Understanding Language Prior of LVLMs by Contrasting Chain-of-Embedding
Large vision-language models (LVLMs) achieve strong performance on multimodal tasks, yet they often default to their language prior (LP) – memorized textual patterns from pre-training while under-utilizing visual evidence. Prior analyses of LP mostly rely on input-output probing, which fails to reveal the internal mechanisms governing when and how vision influences model behavior. To address this gap, we present the first systematic analysis of language prior through the lens of chain-of-embedding, which examines the layer-wise representation dynamics within LVLMs. Our analysis reveals a universal phenomenon: each model exhibits a Visual Integration Point (VIP), a critical layer at which visual information begins to meaningfully reshape hidden representations and influence decoding for multimodal reasoning. Building on this observation, we introduce the Total Visual Integration (TVI) estimator, which aggregates representational discrepancy beyond the VIP to quantify how strongly visual query influences response generation. Across 60 model-dataset combinations spanning 10 contemporary LVLMs and 6 benchmarks, we demonstrate that VIP consistently emerges, and that TVI reliably predicts the strength of language prior. This offers a principled toolkit for diagnosing and understanding language prior in LVLMs.
💡 Research Summary
The paper tackles the pervasive issue that large vision‑language models (LVLMs) often default to language priors (LP) learned during massive text pre‑training, neglecting visual evidence. Prior work has mainly probed LP through input‑output behavior, which cannot reveal where inside the network visual information begins to influence reasoning. To fill this gap, the authors introduce a novel analysis framework based on the “chain‑of‑embedding”—the sequence of hidden states across the model’s decoder layers. For each layer l they extract two embeddings: Zₗ^vis (from a multimodal input containing both image and text) and Zₗ^blind (from text‑only input). By measuring a distance d(Zₗ^vis, Zₗ^blind) (cosine distance by default) they define an expected representation distance Dₗ for two data distributions: vision‑dependent (P_VT) and vision‑independent (P_T).

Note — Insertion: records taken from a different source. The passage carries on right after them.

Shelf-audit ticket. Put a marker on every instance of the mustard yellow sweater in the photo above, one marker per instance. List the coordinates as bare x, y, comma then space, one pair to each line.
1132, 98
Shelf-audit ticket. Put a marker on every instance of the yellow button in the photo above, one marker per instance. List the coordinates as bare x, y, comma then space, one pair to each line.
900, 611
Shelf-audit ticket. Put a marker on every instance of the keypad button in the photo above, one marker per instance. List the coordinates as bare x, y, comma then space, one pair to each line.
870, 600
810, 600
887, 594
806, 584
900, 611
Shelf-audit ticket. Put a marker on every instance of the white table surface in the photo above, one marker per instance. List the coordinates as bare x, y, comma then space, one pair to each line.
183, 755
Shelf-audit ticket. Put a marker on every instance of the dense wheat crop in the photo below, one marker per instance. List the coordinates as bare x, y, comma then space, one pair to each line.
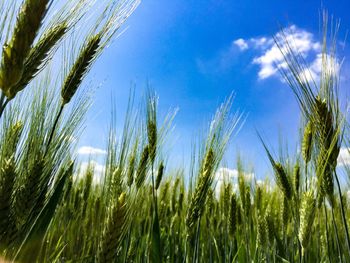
140, 209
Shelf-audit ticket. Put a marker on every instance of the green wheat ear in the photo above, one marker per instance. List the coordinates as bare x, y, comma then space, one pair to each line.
141, 171
114, 227
233, 215
307, 142
307, 215
80, 68
16, 50
39, 55
282, 180
159, 174
296, 177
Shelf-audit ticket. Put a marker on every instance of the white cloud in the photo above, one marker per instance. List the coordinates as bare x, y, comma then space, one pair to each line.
344, 157
88, 150
271, 59
241, 43
98, 169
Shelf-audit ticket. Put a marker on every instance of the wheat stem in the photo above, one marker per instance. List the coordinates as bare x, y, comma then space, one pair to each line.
342, 211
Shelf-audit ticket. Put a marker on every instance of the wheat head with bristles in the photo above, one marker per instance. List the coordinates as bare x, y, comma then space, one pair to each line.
307, 142
141, 171
307, 214
111, 236
16, 50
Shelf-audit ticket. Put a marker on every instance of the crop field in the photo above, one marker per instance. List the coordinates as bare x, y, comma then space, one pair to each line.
141, 208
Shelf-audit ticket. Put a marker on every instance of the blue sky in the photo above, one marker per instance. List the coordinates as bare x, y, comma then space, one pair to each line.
195, 53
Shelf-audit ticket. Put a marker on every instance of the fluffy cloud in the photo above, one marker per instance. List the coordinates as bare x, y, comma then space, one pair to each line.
98, 169
88, 150
241, 44
344, 156
270, 58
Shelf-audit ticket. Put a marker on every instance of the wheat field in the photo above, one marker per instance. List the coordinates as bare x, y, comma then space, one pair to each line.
139, 209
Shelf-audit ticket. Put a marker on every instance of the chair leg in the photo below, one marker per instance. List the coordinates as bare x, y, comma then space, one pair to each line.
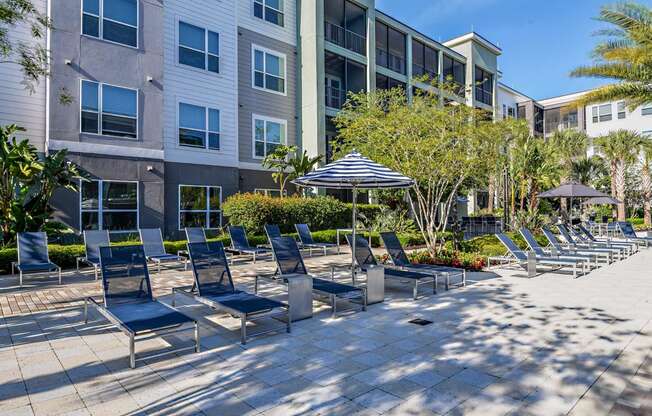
132, 351
197, 346
243, 329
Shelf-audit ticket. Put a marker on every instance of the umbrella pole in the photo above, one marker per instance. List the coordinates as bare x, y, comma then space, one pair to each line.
353, 224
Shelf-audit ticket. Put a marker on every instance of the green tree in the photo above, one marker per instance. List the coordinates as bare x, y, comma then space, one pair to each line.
31, 56
621, 148
626, 56
27, 184
435, 145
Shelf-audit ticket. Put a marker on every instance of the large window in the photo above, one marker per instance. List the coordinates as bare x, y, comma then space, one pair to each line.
600, 113
425, 60
200, 206
109, 110
269, 133
454, 72
390, 48
269, 10
268, 70
109, 205
199, 48
199, 126
484, 86
112, 20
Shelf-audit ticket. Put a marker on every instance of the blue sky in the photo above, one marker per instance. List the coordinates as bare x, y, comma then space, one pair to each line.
542, 40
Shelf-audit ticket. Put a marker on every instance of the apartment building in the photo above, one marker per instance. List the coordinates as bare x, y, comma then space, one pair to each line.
176, 103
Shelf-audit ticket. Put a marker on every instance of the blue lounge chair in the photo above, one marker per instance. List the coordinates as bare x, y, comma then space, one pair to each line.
93, 240
33, 256
305, 237
576, 243
628, 231
365, 258
128, 301
152, 241
521, 257
213, 287
240, 243
630, 246
561, 248
400, 259
289, 261
564, 254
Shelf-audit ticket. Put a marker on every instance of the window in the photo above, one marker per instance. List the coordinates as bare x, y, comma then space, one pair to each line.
199, 48
200, 206
425, 60
109, 205
455, 72
268, 70
621, 109
199, 126
600, 113
113, 20
269, 10
390, 48
109, 110
484, 86
274, 193
268, 135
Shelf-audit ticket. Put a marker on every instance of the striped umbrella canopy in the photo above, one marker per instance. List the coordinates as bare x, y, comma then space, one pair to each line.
354, 172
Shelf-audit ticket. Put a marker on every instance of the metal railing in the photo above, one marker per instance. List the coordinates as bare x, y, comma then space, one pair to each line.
345, 38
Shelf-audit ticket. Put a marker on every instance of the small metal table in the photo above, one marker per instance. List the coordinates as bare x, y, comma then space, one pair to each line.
350, 230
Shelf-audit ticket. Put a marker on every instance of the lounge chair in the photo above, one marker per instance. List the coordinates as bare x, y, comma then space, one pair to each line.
629, 245
576, 243
305, 236
563, 254
240, 243
128, 302
364, 258
213, 287
400, 259
289, 261
33, 255
522, 258
152, 241
629, 233
561, 248
93, 240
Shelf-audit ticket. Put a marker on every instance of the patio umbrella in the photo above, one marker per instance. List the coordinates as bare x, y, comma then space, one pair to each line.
601, 200
572, 190
354, 172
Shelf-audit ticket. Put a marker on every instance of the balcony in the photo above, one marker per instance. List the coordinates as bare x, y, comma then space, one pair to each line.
390, 61
345, 38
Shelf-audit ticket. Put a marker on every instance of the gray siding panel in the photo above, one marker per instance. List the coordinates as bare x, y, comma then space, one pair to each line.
254, 101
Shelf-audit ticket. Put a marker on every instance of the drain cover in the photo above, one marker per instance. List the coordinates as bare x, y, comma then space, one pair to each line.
419, 321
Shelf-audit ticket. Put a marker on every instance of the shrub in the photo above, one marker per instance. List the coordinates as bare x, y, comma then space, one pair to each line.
253, 211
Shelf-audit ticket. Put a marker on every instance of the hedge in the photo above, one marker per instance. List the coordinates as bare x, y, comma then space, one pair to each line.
253, 211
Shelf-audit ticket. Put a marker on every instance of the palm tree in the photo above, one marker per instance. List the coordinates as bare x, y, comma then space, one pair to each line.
625, 56
646, 181
621, 148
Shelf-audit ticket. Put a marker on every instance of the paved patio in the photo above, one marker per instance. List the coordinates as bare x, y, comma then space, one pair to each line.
503, 345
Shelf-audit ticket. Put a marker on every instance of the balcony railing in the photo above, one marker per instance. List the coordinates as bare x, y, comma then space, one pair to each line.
394, 62
345, 38
483, 96
335, 97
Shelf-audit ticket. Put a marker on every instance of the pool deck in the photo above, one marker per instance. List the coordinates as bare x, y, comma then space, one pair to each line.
505, 344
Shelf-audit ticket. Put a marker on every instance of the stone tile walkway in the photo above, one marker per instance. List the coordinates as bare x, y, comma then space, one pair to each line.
504, 345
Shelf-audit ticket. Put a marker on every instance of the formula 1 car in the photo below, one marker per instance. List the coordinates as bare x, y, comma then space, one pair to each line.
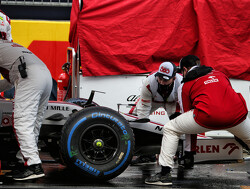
99, 142
95, 141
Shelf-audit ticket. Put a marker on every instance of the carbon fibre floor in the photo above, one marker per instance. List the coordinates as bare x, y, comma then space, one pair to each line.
207, 175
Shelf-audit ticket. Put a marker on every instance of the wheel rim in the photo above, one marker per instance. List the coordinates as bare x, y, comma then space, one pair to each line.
99, 144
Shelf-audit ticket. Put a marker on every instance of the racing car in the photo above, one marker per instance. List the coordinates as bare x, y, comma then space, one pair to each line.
99, 142
95, 141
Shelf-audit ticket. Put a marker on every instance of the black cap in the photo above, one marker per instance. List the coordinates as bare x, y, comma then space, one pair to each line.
189, 61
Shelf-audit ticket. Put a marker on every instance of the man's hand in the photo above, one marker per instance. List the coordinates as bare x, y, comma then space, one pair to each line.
174, 115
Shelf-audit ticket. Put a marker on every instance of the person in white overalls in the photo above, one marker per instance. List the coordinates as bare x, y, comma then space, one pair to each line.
160, 90
33, 83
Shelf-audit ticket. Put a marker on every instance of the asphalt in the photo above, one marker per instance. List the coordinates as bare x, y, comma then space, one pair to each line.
204, 175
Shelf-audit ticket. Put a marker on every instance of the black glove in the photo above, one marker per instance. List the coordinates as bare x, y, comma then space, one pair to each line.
174, 115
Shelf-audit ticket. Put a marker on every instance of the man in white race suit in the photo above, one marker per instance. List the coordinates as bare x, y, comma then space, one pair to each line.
5, 27
33, 83
160, 90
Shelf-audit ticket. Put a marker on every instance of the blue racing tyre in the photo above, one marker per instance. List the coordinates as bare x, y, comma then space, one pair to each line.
97, 142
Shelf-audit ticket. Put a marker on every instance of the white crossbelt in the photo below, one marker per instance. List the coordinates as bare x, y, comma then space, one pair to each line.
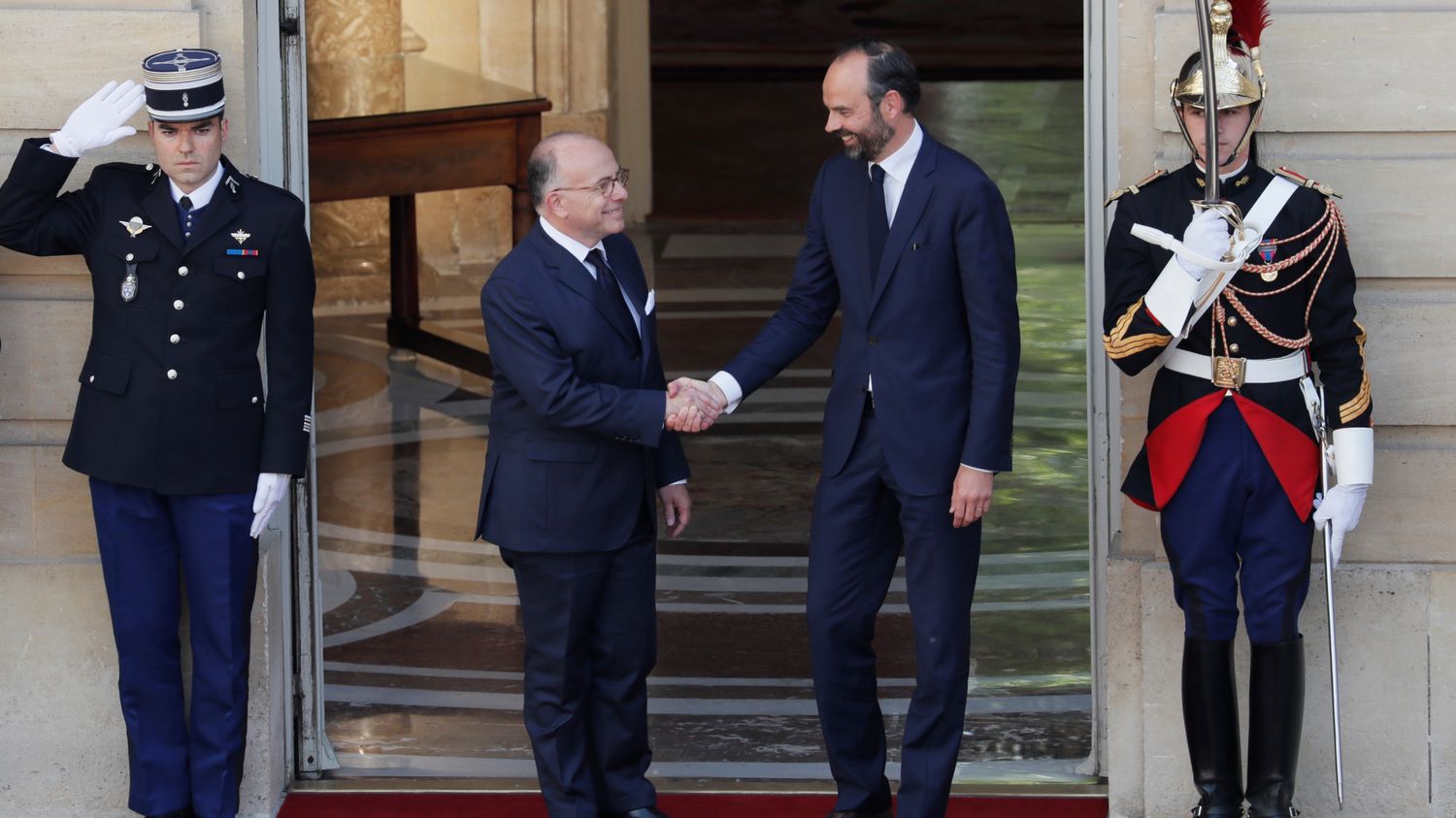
1257, 370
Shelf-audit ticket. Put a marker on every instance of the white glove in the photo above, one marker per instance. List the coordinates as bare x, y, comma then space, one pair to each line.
270, 494
101, 119
1341, 511
1208, 235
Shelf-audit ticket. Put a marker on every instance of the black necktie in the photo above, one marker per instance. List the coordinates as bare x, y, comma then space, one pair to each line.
185, 217
612, 294
877, 226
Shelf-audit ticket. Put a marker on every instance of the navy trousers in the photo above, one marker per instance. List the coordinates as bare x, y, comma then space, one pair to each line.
1232, 529
590, 626
149, 544
861, 521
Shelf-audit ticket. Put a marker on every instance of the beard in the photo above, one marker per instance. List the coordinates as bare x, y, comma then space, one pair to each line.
871, 142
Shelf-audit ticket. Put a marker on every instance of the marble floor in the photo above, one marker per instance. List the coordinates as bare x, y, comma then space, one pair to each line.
422, 657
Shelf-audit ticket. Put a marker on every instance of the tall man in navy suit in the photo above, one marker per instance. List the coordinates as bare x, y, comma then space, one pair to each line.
911, 242
579, 456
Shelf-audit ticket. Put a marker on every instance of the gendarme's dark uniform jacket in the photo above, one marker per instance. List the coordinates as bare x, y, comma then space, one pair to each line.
1135, 338
172, 395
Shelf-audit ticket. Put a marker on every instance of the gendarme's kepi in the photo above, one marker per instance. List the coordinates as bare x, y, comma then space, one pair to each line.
183, 84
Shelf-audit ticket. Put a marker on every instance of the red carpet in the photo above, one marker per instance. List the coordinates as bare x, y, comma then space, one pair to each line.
513, 805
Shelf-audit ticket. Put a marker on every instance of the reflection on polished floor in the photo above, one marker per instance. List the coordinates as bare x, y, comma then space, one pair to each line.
422, 652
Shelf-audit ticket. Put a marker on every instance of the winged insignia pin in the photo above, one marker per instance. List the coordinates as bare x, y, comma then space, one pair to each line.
136, 226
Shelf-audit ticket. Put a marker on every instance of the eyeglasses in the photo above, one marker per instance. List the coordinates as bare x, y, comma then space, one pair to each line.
605, 186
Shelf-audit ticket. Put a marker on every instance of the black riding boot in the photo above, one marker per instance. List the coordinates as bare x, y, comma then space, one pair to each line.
1211, 722
1275, 716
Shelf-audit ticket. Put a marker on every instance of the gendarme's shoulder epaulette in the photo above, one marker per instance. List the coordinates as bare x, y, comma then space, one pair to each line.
1305, 182
1135, 188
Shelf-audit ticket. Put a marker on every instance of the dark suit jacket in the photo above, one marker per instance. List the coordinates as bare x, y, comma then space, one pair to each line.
213, 427
577, 442
938, 331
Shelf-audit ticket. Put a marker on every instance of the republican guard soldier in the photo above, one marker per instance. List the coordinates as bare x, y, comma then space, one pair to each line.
188, 445
1232, 456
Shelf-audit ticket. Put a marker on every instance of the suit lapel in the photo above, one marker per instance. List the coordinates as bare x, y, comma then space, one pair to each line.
162, 212
911, 207
574, 276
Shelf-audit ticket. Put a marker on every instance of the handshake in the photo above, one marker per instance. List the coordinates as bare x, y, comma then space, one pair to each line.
693, 405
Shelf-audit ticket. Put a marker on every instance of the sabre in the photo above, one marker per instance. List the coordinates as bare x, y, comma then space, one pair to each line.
1210, 105
1330, 599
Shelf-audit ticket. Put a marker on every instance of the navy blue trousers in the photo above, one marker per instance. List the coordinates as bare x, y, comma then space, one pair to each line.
590, 626
1232, 529
862, 520
149, 544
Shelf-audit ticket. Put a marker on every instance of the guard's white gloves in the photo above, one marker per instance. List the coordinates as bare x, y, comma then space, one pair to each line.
270, 494
101, 119
1341, 511
1208, 235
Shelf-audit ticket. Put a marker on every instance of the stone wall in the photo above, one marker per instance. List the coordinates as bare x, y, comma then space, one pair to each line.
1357, 99
63, 750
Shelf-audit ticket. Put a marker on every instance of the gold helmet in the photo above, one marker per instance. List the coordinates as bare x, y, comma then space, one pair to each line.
1237, 26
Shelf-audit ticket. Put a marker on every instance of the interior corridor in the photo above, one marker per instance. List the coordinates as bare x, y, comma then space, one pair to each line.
421, 643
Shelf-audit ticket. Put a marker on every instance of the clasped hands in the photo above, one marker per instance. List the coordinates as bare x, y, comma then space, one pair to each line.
693, 405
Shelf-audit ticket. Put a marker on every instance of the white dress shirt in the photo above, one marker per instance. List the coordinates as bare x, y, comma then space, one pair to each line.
579, 252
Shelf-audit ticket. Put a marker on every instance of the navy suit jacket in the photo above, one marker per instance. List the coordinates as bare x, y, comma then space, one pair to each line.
577, 442
938, 331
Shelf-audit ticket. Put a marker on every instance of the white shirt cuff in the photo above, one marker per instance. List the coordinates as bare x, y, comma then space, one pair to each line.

The central hypothesis is that there exists a specific layer l*—the Visual Integration Point (VIP)—where the distance between Zₗ^vis and Zₗ^blind begins to rise sharply for vision‑dependent samples while remaining near zero for vision‑independent ones. Before VIP the model processes visual features superficially; after VIP it actively integrates visual cues into its reasoning. Empirically, the authors observe a clear VIP in every examined LVLM, with its position being relatively stable across datasets but varying across model architectures (e.g., around layers 18‑20 for Qwen2.5‑VL‑7B and 20‑22 for Gemma‑3‑4B).
Building on VIP, the paper proposes the Total Visual Integration (TVI) metric, which aggregates the representation distance across all layers after VIP: TVI = Σ_{l≥l*} Dₗ(P_VT, F) – Dₗ(P_T, F). TVI quantifies how much visual information actually shapes the final answer. A high TVI indicates strong visual grounding, whereas a low TVI signals heavy reliance on language priors.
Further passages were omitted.